Dodgers Appeal for Public Donations, But Give No Charity of their Own

This took me a couple of days to realize what was awry. When I first read this story on about how the Dodgers "contributed" to the Red Cross campaign to aid wildfire victims, something just seemed off.

Was it the fact that the picture depicts one volunteer receiving what appears to be a small handful of change from a single motorist? Or that no other cars were visible for a quarter-mile in the background?

Only a careful re-read of the article illuminated what was missing: The Dodgers are asking for public donations to the wildfire victims, but aren't ponying up any money of their own. At least, any donation of funds directly from the Dodgers is noticeably absent from any of the article's nine paragraphs (here's the first four graphs):

LOS ANGELES -- With the Southern California wildfires displacing more than one million people so far, the American Red Cross is mobilizing to raise funds to aid victims of the devastating fires that have ravaged the southland since Sunday.

As it has done in the past, the Red Cross reached out to the Los Angeles Dodgers to help, and within 24 hours, people were driving up to Dodger Stadium to make donations.

"We talked to our partners at KCBS/KCAL television, we did a program with the Red Cross and it was done very quickly as you can see," said Howard Sunkin, senior vice president of public affairs for the Dodgers. "The Dodgers are synonymous with Los Angeles and the nation, quite frankly, and we believe we are a rallying point for all Angelinos and we like to set that leadership bar very high."

So the Dodgers and their partners set up donation tents at the Elysian Park entrance, where volunteers with donation buckets are standing by for people to drive up and place cash and checks in the buckets.

Nice PR job, Howie Sunkin, and way to set that bar high, leading by coercion rather than example!

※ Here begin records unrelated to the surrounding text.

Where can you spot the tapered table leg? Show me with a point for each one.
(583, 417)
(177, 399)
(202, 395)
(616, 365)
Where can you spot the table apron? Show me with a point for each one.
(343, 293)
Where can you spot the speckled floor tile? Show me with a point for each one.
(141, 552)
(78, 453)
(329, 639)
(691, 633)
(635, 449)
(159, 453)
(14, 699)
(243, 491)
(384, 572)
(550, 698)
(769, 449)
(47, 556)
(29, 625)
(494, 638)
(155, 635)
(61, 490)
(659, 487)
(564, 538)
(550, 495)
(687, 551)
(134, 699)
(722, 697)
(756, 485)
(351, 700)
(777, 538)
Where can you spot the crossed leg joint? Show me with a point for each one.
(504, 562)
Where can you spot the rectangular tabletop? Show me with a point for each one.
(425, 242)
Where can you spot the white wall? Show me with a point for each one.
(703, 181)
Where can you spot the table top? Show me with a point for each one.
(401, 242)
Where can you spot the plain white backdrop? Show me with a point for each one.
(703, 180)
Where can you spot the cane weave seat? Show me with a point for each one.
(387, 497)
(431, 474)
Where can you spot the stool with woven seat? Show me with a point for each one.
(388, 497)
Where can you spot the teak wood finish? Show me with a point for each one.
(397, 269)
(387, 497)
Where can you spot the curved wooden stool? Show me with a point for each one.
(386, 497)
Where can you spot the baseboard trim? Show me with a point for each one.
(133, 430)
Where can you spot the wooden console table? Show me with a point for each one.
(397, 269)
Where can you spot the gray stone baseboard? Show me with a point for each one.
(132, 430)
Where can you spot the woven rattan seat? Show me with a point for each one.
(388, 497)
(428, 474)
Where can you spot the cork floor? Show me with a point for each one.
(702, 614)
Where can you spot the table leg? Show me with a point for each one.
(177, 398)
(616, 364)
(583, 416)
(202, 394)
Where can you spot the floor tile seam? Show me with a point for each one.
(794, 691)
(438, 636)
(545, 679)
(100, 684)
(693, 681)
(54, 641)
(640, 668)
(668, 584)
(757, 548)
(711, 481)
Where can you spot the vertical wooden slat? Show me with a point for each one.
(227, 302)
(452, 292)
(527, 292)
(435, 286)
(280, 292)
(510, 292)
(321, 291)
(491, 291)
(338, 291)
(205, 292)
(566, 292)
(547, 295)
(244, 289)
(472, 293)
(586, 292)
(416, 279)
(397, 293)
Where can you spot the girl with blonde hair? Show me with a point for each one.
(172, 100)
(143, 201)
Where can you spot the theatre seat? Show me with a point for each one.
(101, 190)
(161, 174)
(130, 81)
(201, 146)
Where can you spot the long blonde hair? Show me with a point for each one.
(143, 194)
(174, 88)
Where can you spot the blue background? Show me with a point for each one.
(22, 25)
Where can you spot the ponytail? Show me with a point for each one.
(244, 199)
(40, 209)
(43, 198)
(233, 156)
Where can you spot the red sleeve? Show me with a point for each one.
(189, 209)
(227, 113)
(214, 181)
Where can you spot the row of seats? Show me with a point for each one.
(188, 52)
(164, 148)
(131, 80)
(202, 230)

A tragic event hits right in your own backyard, and all you can do is ask others to contribute to the offering plate. Oh sure, it's your offering plate, but there wasn't anything in it when you started passing it around.

Or (to put it in Olmedo Saenz Pavilion terms), that's like going to a potluck dinner, but only providing the plastic tupperware jello mold.

Shouldn't charity begin at home, Frank?

And you wonder why we think you're cheap.

photo: Ben Platt/


Alex Cora said...

That is actually Frank McCourt in the car giving 50 cents, which is very generous considering he spent the rest of the money on Juan Pierre.

Steve Sax said...

AC: good theory, but you're wrong. Everyone knows Jamie McCourt does the driving.